This list contains only the countries for which job offers have been published in the selected language (e.g., in the French version, only job offers written in French are displayed, and in the English version, only those in English).
We are seeking a Lead AI Red Teaming & QA Engineer to design and execute automated adversarial testing for our enterprise Agentic AI platforms.

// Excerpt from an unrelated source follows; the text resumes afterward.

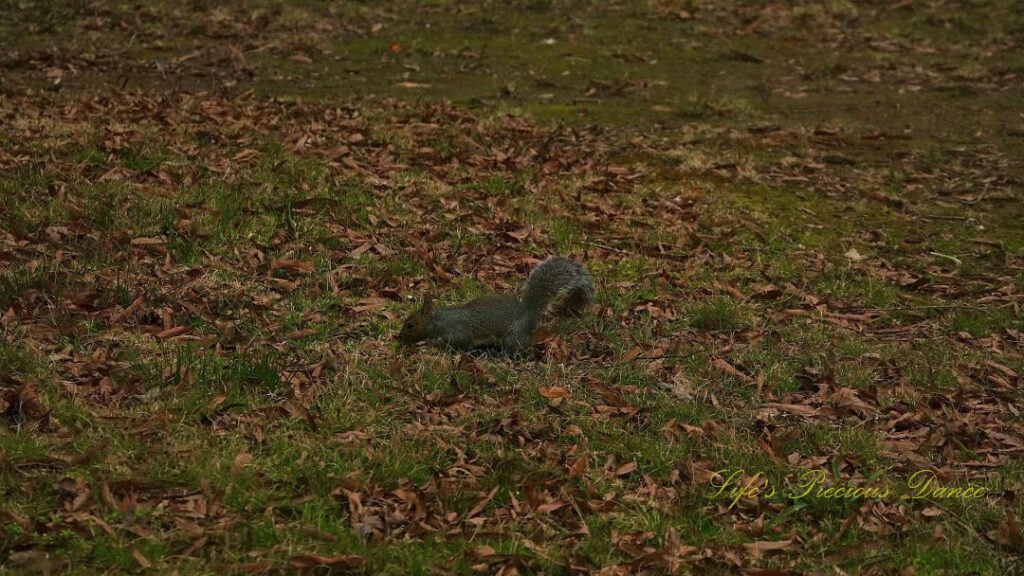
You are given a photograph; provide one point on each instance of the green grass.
(286, 421)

You will move beyond traditional software QA to build continuous safety pipelines, ensuring our non-deterministic LLM agents, RAG systems, and tool integrations are secure, resilient, and compliant before production release.
Job Responsibility:
Automated Adversarial Testing: Build and integrate automated red teaming suites into CI/CD pipelines using frameworks like Garak, Pyrit, and AgentDojo to enforce strict safety release gates
AI Evaluation Frameworks: Develop metrics and continuous testing for core AI risks, including hallucinations, memorisation, algorithmic bias, uncertainty, and model drift
Regulatory Compliance Evidence: Map threat models (OWASP LLM Top 10, Agentic threats) to automated test cases. Produce the technical testing evidence required by EU AI Act Article 15, DORA, and FCA Operational Resilience guidelines
Centralised AI-BOM Platform: Own the enterprise AI Bill of Materials (AI-BOM), tracking model lineages, dataset versions, and signed artifacts as a centralized evaluation service
Requirements:
Regulated Finance: Proven experience testing software within FCA, DORA, or EU AI Act frameworks
AWS Bedrock Ecosystem: Hands-on experience configuring, testing, and bypassing Bedrock Guardrails, Agents, and Knowledge Bases (RAG)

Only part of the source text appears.